I met Amy at BlogHer 06 and we hung out by the pool. She is one of those women who looks far younger than her age - I'll bet she still gets carded - and is cute and blonde and athletic-looking.

But I still didn't feel like smacking her! Amazing. She had this cool personality that made me feel like one of her girls, not the large, sweaty stranger that I most certainly was (that was the year my thighs got chapped from walking around in a skirt all day, oh, yeah, good times, people).

She quit blogging a while ago, and I was sad to see her go. Yesterday she popped up in my comments section and it felt like getting a surprise gift.

I went over to her blog and found that she has had a recent miscarriage. She returned to blogging for the same reason many of us do - to learn, once again, that we are not alone.

If you would, please go visit Piece of Work and give Amy the virtual hug she needs right now. We are all in this together.

06 May 2008

Talk Amongst Yourselves

I got such a thoughtful and concerned anonymous comment on my last post that I thought I would copy n paste it out here so others could comment. I wonder this type of thing myself all the time.
I don't want to be a downer but I have serious and sincere question to ask the mothers/fathers out there "When you decided to have a child, did any of you angst about what kind of world they might be inheriting?" Again, this is a sincere question.

My husband and I have really seriously considered having children. Nothing would give me greater pleasure than to see some version of my husband in another person -- with all the excitement and passion for learning and living. But the thing I fear most is the fear they may face knowing the pain of water, fuel, and food (etc.) shortages, a chaotic and mad world where people aggressively and fiercely hoard what little resources they have from others.

Sometimes I fear for myself as to what life may be like as I get older but I am absolutely terrified of the idea of what this could mean to my child. Yes, I understand adoption is an option and one that we are seriously considering but out of curiosity how did those who took that leap into parenthood get pass this mental or emotional hurdle? Again this is a serious and sincere question and on that I come back to again and again but am deeply afraid to ask my friends who are having children for fear or really alienating them.

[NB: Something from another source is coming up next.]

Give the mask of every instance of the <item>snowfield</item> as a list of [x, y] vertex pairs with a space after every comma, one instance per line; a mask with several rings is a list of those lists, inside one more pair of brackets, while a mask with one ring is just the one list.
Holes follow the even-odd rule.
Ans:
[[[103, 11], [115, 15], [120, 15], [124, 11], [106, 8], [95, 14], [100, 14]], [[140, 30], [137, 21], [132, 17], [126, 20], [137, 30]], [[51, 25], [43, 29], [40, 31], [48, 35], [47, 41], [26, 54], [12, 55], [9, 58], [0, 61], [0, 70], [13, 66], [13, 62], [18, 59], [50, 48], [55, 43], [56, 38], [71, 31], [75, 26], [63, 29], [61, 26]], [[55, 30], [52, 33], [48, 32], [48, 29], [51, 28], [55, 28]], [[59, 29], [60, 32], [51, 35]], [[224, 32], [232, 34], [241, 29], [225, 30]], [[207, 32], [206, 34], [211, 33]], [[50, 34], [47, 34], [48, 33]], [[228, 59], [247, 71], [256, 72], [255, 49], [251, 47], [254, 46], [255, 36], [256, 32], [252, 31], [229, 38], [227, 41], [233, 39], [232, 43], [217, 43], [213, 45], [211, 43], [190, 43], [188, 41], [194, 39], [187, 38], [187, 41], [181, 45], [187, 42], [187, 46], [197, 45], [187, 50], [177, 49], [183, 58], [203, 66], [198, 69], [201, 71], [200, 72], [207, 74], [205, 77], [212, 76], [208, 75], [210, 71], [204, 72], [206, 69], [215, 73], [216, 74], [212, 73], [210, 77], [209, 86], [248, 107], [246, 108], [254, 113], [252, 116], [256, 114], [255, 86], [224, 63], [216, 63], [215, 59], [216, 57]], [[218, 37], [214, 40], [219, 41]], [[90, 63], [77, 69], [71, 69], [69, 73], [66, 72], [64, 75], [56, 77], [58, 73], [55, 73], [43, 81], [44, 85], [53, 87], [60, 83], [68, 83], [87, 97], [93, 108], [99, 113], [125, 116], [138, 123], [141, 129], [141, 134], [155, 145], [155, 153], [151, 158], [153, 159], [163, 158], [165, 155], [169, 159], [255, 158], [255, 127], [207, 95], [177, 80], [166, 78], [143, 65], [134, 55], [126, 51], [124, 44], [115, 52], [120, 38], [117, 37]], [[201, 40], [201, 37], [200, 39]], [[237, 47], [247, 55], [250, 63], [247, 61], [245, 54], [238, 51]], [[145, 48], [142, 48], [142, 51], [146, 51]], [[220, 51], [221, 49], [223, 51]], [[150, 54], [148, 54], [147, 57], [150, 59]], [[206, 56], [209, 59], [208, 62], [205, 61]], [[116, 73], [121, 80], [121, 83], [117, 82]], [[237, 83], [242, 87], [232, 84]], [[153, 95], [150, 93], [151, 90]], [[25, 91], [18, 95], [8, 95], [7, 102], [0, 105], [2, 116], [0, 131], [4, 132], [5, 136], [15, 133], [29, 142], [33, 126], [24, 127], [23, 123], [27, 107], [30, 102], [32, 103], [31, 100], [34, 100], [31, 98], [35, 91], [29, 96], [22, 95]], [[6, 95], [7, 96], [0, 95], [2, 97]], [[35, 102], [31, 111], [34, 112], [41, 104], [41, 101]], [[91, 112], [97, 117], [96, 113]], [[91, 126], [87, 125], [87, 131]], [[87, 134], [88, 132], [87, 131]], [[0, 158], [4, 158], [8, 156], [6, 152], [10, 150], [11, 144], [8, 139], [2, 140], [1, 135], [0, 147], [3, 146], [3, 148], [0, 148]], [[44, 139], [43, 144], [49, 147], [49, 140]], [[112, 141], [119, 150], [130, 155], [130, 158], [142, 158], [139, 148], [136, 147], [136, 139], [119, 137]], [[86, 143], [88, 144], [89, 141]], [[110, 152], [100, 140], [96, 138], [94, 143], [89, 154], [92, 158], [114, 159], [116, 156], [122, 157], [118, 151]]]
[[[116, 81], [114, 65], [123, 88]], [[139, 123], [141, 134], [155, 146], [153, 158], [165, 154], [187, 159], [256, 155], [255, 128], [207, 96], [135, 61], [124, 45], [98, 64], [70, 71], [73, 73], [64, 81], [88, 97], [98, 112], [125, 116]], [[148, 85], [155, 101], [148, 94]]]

All I can say on the subject is that these concerns were part of my decision to remain childless. I am, I admit, a big chicken. I don't know how other people do it.

Anne Lamott said something like "Being a parent means never having another peaceful night -" because of all the fears that come along with having children.


04 May 2008

Pink is for girls and macho is for boys

Buying presents for my newest (not yet born) great-nephew's baby shower and struggling to get one of these big bags off the hanger:
I will explain this on my blog

Woman: Will you get me one of those bags, too?
Suebob: Here you go.
Woman: Oh, no this is for a girl. I need one for a boy.
Suebob: I'm getting mine for a boy. Look, it is Noah's Ark. Boy elephant, girl elephant.
Woman (making a face): For a boy? No. This is for a girl.
Suebob: I think it’s a little early to start imposing gender roles on it, don’t you?

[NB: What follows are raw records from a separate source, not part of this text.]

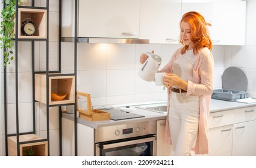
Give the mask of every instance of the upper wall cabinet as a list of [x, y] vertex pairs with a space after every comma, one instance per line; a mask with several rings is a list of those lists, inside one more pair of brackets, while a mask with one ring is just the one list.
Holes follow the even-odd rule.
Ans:
[[178, 43], [181, 0], [140, 0], [140, 38]]
[[[74, 35], [74, 1], [63, 0], [62, 37]], [[138, 38], [140, 0], [78, 1], [78, 37]]]
[[190, 11], [201, 13], [212, 25], [209, 30], [214, 44], [245, 44], [245, 1], [183, 0], [182, 15]]

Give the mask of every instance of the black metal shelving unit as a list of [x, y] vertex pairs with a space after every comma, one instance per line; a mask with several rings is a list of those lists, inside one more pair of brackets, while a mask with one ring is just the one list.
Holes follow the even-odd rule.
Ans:
[[[61, 55], [61, 43], [66, 43], [66, 42], [71, 42], [73, 43], [74, 45], [74, 53], [73, 53], [73, 58], [74, 58], [74, 74], [75, 76], [75, 97], [76, 98], [77, 94], [76, 94], [76, 70], [77, 70], [77, 65], [76, 65], [76, 61], [77, 61], [77, 20], [78, 20], [78, 14], [77, 14], [77, 8], [78, 8], [78, 1], [77, 0], [74, 1], [74, 6], [75, 6], [75, 14], [74, 14], [74, 23], [75, 23], [75, 32], [73, 35], [73, 38], [71, 38], [72, 40], [70, 41], [65, 41], [63, 40], [62, 39], [62, 32], [61, 32], [61, 27], [62, 27], [62, 13], [65, 12], [63, 11], [62, 8], [62, 3], [63, 1], [60, 0], [59, 1], [59, 20], [60, 20], [60, 28], [59, 28], [59, 46], [60, 46], [60, 55]], [[61, 58], [61, 56], [60, 56]], [[60, 67], [61, 65], [60, 64]], [[77, 112], [76, 112], [76, 98], [75, 98], [75, 103], [71, 104], [63, 104], [63, 105], [74, 105], [74, 114], [73, 114], [73, 121], [74, 121], [74, 152], [75, 155], [77, 155]], [[59, 115], [60, 118], [59, 118], [59, 122], [60, 122], [60, 155], [62, 155], [62, 129], [61, 129], [61, 118], [62, 118], [62, 110], [60, 108], [60, 115]]]
[[[20, 152], [22, 151], [20, 151], [20, 145], [22, 144], [27, 144], [27, 143], [37, 143], [37, 142], [47, 142], [48, 143], [48, 155], [49, 155], [49, 109], [47, 109], [47, 138], [46, 139], [42, 139], [39, 140], [29, 140], [29, 141], [25, 141], [25, 142], [20, 142], [19, 137], [21, 135], [27, 135], [27, 134], [36, 134], [36, 122], [35, 122], [35, 102], [34, 97], [35, 97], [35, 92], [34, 92], [34, 74], [35, 74], [35, 69], [34, 69], [34, 43], [36, 41], [44, 41], [46, 43], [46, 62], [48, 64], [48, 59], [49, 58], [49, 18], [47, 17], [47, 30], [46, 30], [46, 38], [39, 38], [37, 39], [35, 38], [19, 38], [18, 37], [18, 31], [19, 31], [19, 27], [18, 27], [18, 18], [19, 18], [19, 12], [18, 10], [19, 8], [27, 8], [27, 9], [44, 9], [46, 10], [47, 16], [49, 16], [49, 1], [46, 1], [46, 7], [36, 7], [34, 6], [34, 1], [33, 1], [33, 4], [32, 7], [25, 7], [25, 6], [19, 6], [18, 5], [18, 1], [16, 1], [16, 20], [15, 22], [16, 24], [15, 25], [15, 34], [16, 37], [14, 40], [15, 41], [15, 92], [16, 92], [16, 134], [8, 134], [8, 128], [7, 128], [7, 115], [8, 115], [8, 112], [7, 112], [7, 95], [8, 93], [7, 92], [7, 71], [6, 68], [4, 68], [4, 114], [5, 114], [5, 152], [6, 155], [8, 155], [8, 137], [11, 136], [16, 136], [16, 145], [17, 145], [17, 155], [20, 155]], [[5, 7], [5, 4], [4, 4]], [[19, 131], [19, 94], [18, 94], [18, 90], [19, 90], [19, 80], [18, 80], [18, 77], [19, 77], [19, 71], [18, 71], [18, 43], [19, 41], [31, 41], [31, 49], [32, 49], [32, 79], [33, 79], [33, 131], [31, 132], [24, 132], [24, 133], [20, 133]], [[46, 65], [47, 66], [47, 65]], [[46, 72], [48, 73], [48, 67], [46, 68]]]
[[[7, 109], [7, 97], [8, 93], [7, 89], [7, 71], [6, 68], [4, 70], [4, 121], [5, 121], [5, 152], [6, 155], [8, 155], [8, 139], [9, 137], [16, 136], [16, 148], [17, 148], [17, 155], [20, 155], [20, 145], [22, 144], [27, 143], [33, 143], [40, 142], [47, 142], [47, 151], [48, 155], [50, 155], [50, 143], [49, 143], [49, 108], [51, 107], [58, 106], [59, 107], [59, 126], [60, 126], [60, 155], [62, 155], [62, 138], [61, 138], [61, 118], [62, 118], [62, 106], [68, 106], [68, 105], [73, 105], [74, 106], [74, 131], [75, 131], [75, 155], [77, 155], [77, 134], [76, 134], [76, 31], [75, 32], [75, 40], [74, 40], [74, 46], [75, 46], [75, 51], [74, 51], [74, 71], [73, 73], [69, 74], [61, 74], [61, 4], [62, 0], [59, 1], [59, 44], [58, 44], [58, 70], [57, 71], [49, 71], [49, 0], [46, 0], [46, 7], [35, 7], [34, 0], [33, 0], [32, 7], [25, 7], [25, 6], [19, 6], [17, 4], [18, 1], [16, 0], [16, 23], [18, 23], [18, 17], [19, 17], [19, 12], [18, 10], [20, 8], [27, 8], [27, 9], [39, 9], [39, 10], [46, 10], [46, 16], [47, 16], [47, 22], [46, 22], [46, 38], [18, 38], [18, 24], [16, 24], [15, 25], [15, 34], [16, 35], [15, 39], [15, 91], [16, 91], [16, 133], [15, 134], [8, 134], [8, 128], [7, 128], [7, 116], [8, 116], [8, 109]], [[76, 9], [77, 8], [77, 1], [75, 1], [75, 5]], [[76, 23], [77, 23], [77, 14], [75, 14], [75, 29], [76, 29]], [[46, 70], [43, 71], [36, 71], [35, 70], [35, 41], [45, 41], [46, 42]], [[31, 41], [31, 52], [32, 52], [32, 81], [33, 81], [33, 131], [31, 132], [25, 132], [20, 133], [19, 130], [19, 71], [18, 71], [18, 42], [19, 41]], [[47, 129], [47, 136], [46, 139], [41, 139], [40, 140], [33, 140], [26, 142], [20, 142], [19, 137], [21, 135], [27, 135], [30, 134], [36, 134], [36, 103], [38, 102], [38, 101], [36, 100], [36, 95], [35, 95], [35, 76], [37, 74], [46, 74], [46, 129]], [[51, 77], [64, 77], [67, 76], [73, 76], [75, 78], [74, 81], [74, 102], [73, 103], [59, 103], [58, 104], [49, 104], [49, 78]], [[40, 101], [39, 101], [40, 102]]]

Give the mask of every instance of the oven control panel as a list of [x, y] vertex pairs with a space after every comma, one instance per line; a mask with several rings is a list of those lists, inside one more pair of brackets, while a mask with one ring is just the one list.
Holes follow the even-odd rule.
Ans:
[[156, 133], [156, 121], [103, 127], [95, 130], [95, 142], [154, 134]]

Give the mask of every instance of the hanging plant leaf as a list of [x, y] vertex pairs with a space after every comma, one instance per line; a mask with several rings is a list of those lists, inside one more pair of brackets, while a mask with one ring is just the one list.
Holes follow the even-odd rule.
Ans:
[[[18, 1], [19, 2], [20, 0]], [[15, 38], [14, 34], [14, 19], [16, 14], [16, 0], [5, 0], [4, 8], [1, 11], [0, 34], [0, 47], [4, 48], [4, 66], [10, 64], [10, 61], [13, 59], [13, 52], [12, 51], [14, 45], [13, 39]]]

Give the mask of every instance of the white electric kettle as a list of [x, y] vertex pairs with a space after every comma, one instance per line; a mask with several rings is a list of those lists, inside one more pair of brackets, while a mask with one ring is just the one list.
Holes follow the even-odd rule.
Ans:
[[146, 55], [148, 56], [148, 58], [139, 70], [138, 74], [141, 79], [151, 82], [155, 79], [155, 73], [159, 69], [162, 58], [151, 52], [147, 52]]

No, I did not say that last line. I stole it from Monty Python's "Meaning of Life". But I should have.

I mean, WTF? Are boys banned from hearts and rainbows even before they are born? How vigilant do we have to be to make sure our boys don't turn into homosexuals? Because isn't that what this is all about? You give them pastels in infancy and the next thing you know, they are rollerskating down Main Street on Pride Day in assless chaps, waving a rainbow flag and chanting "We're here, we're queer, because Auntie gave me the wrong wrapping paper"?

That would be so wrong. Because 1) all chaps are by definition assless so the term is redundant and 2) That chant does not even rhyme.